For game designers looking to jump into the social space from the traditional gaming world, Reynolds said most of what the team did just adapted well-established game design structures, like quests. The developers knew about the quest pattern and how it helps guide players around the features and areas they needed to see, so it was just a matter of plugging that into a social game concept.

Exploring and civilizing a wild, untamed area is another big draw for gamers, Reynolds explains. Players express themselves in how they shape that area, whether it's by pushing back on the wilderness and exerting control over it, or living within it. The interactivity of Sonic and Mario games, whether it's making bricks explode by head-butting them or grabbing rings and moving goodies, also served as an inspiration. And obviously, having varmints explode in loot showers owes a debt of sorts to the Diablo series.

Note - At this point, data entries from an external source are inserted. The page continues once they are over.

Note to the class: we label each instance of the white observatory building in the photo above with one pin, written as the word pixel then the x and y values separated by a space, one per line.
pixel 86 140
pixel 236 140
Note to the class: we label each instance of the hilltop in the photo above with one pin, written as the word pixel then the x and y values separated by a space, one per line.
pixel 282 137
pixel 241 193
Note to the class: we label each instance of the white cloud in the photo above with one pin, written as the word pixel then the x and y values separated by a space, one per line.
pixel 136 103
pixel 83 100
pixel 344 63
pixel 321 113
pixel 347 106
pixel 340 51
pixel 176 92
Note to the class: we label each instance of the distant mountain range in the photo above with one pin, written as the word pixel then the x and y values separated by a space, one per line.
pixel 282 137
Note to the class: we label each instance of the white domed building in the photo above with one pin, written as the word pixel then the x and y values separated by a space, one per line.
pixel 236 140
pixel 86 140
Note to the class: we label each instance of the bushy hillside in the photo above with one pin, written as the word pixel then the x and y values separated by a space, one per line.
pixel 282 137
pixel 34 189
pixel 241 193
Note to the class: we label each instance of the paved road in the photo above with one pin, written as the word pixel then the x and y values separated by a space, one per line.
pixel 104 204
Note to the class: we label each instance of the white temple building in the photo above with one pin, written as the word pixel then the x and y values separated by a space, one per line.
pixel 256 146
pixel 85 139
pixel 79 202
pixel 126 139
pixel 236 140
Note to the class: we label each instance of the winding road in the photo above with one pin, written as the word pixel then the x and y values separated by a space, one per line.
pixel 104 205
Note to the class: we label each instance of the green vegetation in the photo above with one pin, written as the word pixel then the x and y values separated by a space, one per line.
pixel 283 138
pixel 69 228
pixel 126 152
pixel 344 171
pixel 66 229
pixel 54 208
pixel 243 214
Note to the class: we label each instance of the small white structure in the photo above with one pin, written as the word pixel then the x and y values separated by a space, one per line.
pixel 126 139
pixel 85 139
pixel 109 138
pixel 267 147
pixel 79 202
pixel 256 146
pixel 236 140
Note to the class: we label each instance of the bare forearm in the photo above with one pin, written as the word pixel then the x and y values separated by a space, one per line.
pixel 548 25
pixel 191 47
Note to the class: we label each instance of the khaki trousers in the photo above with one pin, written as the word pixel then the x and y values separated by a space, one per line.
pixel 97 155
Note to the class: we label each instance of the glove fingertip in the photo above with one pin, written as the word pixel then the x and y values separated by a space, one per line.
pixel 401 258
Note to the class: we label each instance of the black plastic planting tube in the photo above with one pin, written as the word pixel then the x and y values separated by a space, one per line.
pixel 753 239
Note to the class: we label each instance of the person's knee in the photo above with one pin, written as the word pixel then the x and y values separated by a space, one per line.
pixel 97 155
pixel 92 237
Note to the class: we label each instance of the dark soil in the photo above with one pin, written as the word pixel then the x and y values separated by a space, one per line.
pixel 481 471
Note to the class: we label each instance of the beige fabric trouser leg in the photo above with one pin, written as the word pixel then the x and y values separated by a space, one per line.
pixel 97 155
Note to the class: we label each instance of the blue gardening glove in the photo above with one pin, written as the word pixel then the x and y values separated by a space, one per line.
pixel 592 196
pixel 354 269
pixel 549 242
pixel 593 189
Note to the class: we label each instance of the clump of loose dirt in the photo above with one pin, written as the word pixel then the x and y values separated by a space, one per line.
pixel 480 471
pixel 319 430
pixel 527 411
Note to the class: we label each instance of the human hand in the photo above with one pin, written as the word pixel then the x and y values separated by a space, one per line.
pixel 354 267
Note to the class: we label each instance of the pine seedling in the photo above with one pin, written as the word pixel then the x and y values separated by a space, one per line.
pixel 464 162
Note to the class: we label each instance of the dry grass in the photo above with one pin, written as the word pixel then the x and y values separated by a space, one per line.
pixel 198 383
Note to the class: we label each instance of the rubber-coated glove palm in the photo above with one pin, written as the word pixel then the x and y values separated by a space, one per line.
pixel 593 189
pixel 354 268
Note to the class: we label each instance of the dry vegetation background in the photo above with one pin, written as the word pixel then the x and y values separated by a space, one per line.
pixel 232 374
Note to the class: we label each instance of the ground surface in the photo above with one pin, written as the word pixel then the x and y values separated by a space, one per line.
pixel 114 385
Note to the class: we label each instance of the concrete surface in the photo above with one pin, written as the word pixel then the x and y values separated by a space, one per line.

Reynolds also pulled from other media. The episodic nature of TV served as an inspiration for the Frontierville team, as players work their way through the story at a certain pace, although they can pay to speed that up and catch up to friends, like buying season sets on DVD.

Traditional game designers can bring a wealth of skills to the social game industry, Reynolds said. They know how to balance game systems, and they know how to make deep game design play easily. They also know the difference between fun and spam, something that Reynolds said could be lost on social gaming specialists.

Reynolds implored social game publishers to hire traditional game designers because the quality bar in the space is only going up. It's not good enough to ship games that are one-trick ponies anymore, and players want something with more subtle depth. Game designers aren't bad for the bottom line, either.

"It turns out that fun monetizes well," Reynolds said.

Developers are in the entertainment industry, Reynolds said. There will be hits and flops, and audiences will tire of things. Even a good TV show lasts maybe 10 seasons before it goes away, and creators need to keep making new kinds of entertainment because audiences get tired of the old thing. Game designers have been changing the types of games they play for decades, so they're well suited to adapt to--and bring adaptations to--the social game space.

Quotes: "Our tutorial just says, 'Hey look, there's stuff. You can click on it and everything you click on does something good. Go.'"--Reynolds on getting people in the right mind-set to play Farmville.

"How to Not Ship Your Game 101. That will be next year's talk. If you have a bad launch, you're done. You're doomed."--Reynolds, emphasizing that buying more development time is a useful skill for a social developer to have.

Takeaway: Reynolds doesn't see social gaming as a threat to traditional gaming, or some sort of metrics-driven monstrosity that will make designers obsolete. Instead, social games are a new market begging for the expertise and advancements that traditional game designers can bring to the table. The next wave of social game innovations will likely adapt classic game design patterns in new and--most importantly--more social ways.